The Cotter River provides the ACT with the majority of its water supply. The river stretches over 70
kilometers from the South West edge of the ACT, Northward until it joins with the Murrumbidgee River,
1
just below the Cotter Dam. In addition to the Cotter Dam, there are two other reservoirs along the Cotter
River, Bendora Dam and Corin Dam. These three dams store the majority of water used in the ACT.
The Cotter Dam (left) and Corin Dam (right) are both overflowing after the wet Summer and Autumn we’ve
had in Canberra this year.
For this assignment, we have obtained elevation data for the majority of the Cotter River catchment area,
at a 5 meter resolution. You will be analysing this data and answering some questions about the region,
including some questions that are relevant to Canberra’s drinking water supply.
The Data
We have provided you with two csv files - elevation_data_small.csv and elevation_data_large.csv.
These two csv files contain height information on a 5 metre grid. The elevation_data_small.csv file
contains just the Cotter Dam region. The elevation_data_large.csv contains the entire Cotter River
catchment area including the Cotter Dam, Bendora Dam and Corin Dam, as well as the surrounding mountain
ranges and the Namadgi National Park. You can see a heatmap of the two data sets in the images below.

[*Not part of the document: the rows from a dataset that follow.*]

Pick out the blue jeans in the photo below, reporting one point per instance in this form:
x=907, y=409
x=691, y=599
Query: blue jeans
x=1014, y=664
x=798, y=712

Brighter colours are higher elevation. You can also see the Cotter Dam on Google maps here, Bendora Dam
here and Corin Dam here.
Elevation data for the Cotter Dam (left) and Cotter River catchment area (right).
2
The elevation_data_small file looks like this (but with a lot more rows and columns):
693.366,692.038,690.964,690.964,...
693.406,692.079,691.025,691.025,...
693.383,692.039,691.018,691.018,...
693.457,692.085,691.058,691.058,...
693.457,692.107,691.091,691.091,...
... ,... ,... ,... ,...
All elevation values are in meters.
This means that the elevation of the NorthWest most point in the region is 693.366m, the point 5 meters to
the East of it has elevation 692.038 meters and so forth.
If we need to refer to a specific cell in the data, we can do so using its x and y coordinates. We’ll use matrix
style indexing so the origin (x=0, y=0) is the top left grid cell, rather than the bottom left grid cell you might
see on a traditional graph. The coordinate at x = 2 and y = 4 means the 3rd column from the left and the
5th row from the top (highlighted in yellow in Figure 1).
Figure 1: Indexing Example
Be aware that the same location will have different coordinates in the two data sets.
If you are not sure how to read and process CSV files, have a look at Labs 6 and 8 in order to remind yourself.
Please also keep in mind that even the elevation_data_small file is not actually that small, it contains
roughly one million points. You may need to consider efficiency when completing the assignment.
The Task
You are provided with assignment_template.py, which contains the basic functions of the assignment. The
functions are incomplete. In this assignment, you will fill in the blanks and complete the missing functions.
However, we also encourage you to use functional decomposition where appropriate, i.e. you may (and should)
add additional functions as necessary. You will also write a short report about your functions and decisions.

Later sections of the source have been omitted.